О царице волонтер не рассказывал ни на посиделках, ни в разговорах с глазу на глаз. Обмолвится разве скупо, когда к слову придется. Совсем-то не промолчишь, односельчанам известно – в охране ее служил. Правда, тогда она еще царевной была, потом герцогиней. Но ведь не воеводшей какой-нибудь! Но воспоминания о ней не являлись при народе. Требовали полного уединения. Скажем, в зимнем лесу, когда проверяет силки.

Идет, бывало, по белой целине, снег под валенками поскрипывает. А чудится, сзади полозья скользят. Оглянется – дверца кареты приоткрывается. Ручка в красной голице призывает его. Смотрят на него дивные очи из-под высоких черных бровей. Смотрят ласково и требовательно. Он ждет приказа. Без слов царевну понимает. Кивнет она – помчится на край света.

Или, к примеру, еще: ловит он карасей в ставке у Борок – мнится же ему, в Измайлове он, под Москвой. Караси, в лапоть, – кормежка для щук. Царевна Анна кормит щук в определенный час. Зубастые твари, длиной более аршина, подплывают к берегу, звякают колокольцами. Колокольцы чистого серебра подвешены к жабрам. Такие же бубенцы – на колпаках измайловских шутов.

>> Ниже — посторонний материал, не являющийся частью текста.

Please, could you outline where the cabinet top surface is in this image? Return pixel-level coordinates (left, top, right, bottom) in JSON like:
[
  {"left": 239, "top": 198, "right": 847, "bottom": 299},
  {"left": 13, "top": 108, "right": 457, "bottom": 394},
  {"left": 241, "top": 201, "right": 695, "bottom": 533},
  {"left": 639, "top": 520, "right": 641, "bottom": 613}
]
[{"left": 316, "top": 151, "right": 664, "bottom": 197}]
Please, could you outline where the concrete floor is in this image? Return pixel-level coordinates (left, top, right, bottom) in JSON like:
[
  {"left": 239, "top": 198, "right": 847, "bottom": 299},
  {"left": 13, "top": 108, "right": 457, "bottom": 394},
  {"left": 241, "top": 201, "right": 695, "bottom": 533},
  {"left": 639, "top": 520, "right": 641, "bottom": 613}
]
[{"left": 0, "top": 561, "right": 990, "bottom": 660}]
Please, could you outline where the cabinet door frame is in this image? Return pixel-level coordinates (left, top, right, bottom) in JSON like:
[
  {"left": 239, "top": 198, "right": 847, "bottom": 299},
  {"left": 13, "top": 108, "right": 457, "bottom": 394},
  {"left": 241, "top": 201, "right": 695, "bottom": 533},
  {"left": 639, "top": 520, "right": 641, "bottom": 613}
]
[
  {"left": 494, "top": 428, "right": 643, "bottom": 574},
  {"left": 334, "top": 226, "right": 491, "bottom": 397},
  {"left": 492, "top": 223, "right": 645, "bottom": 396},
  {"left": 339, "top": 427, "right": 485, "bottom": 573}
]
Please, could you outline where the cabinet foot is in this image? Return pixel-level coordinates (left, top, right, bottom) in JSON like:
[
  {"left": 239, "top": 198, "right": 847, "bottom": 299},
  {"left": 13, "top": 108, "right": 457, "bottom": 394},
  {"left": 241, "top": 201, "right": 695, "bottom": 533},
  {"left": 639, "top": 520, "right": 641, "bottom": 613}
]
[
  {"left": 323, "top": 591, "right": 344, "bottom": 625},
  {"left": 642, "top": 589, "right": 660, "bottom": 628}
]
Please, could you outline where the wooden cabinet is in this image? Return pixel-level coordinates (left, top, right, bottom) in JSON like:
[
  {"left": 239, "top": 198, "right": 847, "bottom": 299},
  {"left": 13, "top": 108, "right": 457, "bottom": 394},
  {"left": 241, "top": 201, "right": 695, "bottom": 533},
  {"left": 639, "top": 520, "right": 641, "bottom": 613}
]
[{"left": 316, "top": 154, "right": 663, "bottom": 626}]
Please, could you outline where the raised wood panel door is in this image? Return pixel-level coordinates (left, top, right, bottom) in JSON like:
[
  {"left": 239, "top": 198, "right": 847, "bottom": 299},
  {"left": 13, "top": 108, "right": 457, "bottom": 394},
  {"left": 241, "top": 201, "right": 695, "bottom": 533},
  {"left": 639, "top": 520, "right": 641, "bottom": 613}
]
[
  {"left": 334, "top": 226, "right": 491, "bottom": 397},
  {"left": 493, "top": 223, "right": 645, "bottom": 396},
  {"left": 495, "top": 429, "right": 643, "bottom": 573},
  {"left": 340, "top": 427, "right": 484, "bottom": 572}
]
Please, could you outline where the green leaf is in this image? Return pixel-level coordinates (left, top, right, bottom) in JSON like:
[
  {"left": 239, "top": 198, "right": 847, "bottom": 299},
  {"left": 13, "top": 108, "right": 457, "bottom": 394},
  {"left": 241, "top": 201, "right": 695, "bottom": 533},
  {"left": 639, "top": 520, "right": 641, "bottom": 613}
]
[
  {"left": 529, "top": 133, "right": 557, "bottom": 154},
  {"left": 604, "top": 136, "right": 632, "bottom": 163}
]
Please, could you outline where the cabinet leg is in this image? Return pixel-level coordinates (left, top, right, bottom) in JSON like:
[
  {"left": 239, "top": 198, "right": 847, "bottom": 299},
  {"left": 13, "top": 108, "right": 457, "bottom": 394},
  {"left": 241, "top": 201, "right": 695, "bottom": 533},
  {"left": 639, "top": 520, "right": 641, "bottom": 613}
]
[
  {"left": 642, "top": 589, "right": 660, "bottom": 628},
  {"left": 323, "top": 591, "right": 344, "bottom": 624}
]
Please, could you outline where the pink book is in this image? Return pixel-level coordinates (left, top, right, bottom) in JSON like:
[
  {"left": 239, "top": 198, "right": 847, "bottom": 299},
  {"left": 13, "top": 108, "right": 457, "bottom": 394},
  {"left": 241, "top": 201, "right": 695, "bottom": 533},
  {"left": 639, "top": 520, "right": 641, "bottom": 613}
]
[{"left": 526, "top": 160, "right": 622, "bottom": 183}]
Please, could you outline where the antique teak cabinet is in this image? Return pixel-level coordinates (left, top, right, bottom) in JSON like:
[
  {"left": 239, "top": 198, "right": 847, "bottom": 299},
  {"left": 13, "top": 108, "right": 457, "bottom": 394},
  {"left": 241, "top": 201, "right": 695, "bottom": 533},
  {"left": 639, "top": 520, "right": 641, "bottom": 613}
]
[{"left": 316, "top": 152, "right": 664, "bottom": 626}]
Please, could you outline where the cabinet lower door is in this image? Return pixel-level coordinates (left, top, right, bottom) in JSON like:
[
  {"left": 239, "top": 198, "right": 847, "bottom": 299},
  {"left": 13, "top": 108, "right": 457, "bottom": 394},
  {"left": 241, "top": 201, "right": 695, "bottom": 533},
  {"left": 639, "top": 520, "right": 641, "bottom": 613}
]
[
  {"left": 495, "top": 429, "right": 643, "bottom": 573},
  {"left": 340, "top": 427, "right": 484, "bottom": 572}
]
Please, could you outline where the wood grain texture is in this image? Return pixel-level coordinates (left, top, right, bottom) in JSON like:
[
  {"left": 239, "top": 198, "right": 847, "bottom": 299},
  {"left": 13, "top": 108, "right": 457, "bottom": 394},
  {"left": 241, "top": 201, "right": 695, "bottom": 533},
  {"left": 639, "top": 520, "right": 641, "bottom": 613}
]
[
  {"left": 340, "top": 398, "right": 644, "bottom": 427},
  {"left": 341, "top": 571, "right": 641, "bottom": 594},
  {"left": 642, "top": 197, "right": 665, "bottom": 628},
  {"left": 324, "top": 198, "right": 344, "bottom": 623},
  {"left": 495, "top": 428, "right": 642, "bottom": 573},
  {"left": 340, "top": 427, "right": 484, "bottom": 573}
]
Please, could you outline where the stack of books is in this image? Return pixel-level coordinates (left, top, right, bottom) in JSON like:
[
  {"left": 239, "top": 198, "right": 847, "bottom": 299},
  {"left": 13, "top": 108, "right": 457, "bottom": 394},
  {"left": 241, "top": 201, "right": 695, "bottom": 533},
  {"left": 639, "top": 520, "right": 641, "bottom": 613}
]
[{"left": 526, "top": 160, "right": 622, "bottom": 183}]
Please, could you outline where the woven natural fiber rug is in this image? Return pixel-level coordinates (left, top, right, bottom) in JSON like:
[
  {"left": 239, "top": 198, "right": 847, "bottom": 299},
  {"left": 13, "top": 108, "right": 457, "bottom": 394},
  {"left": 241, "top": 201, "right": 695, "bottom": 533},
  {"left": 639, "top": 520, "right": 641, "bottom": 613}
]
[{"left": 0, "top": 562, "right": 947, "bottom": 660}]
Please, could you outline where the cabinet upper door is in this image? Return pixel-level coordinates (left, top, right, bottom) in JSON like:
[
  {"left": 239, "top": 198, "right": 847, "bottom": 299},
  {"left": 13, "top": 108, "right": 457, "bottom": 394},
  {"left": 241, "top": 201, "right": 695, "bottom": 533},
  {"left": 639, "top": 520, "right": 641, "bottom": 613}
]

Царевна сноровисто нанизывает карася на шпажку. Склоняется над водой, протягивает его ближайшей щуке. Поверхность пруда зыбится, как в бурю. Видны черные спины чудовищ, раскрытые, в клинках зубов, пасти. Удары мощных хвостов о воду подобны канонаде. Жадные хищницы ловко срывают карасей. Зазевается кормящий – не погнушаются и шпажкой. Бывали случаи – шпажки заглатывали, пальцы откусывали. Слабосильным, нерасторопным кормить опасных рыбин нельзя. Мать и сестры Анны даже на кормление смотреть не ходили. Сестры карасей жалели. У царицы Прасковьи от зыби на воде да мельтешения щук голова кружилась.

У царевны Анны тоже один раз головокружение случилось. А может, просто на ногах не удержалась: дернула особо крупная щука. Чуть не плюхнулась царевна в воду. Он успел ухватить ее. Удержал. Отступая от края, приподнял царевну над землей. Ненароком прижал к себе. У самых его губ оказался царевнина шея с прилипшим к нему завитком. Косу царевна заколола, спрятала под платок. Подобных платков он видел-перевидел. А тут уставился на нехитрый узор, глаз не мог оторвать. Губы, помимо воли, ловили влажный завиток.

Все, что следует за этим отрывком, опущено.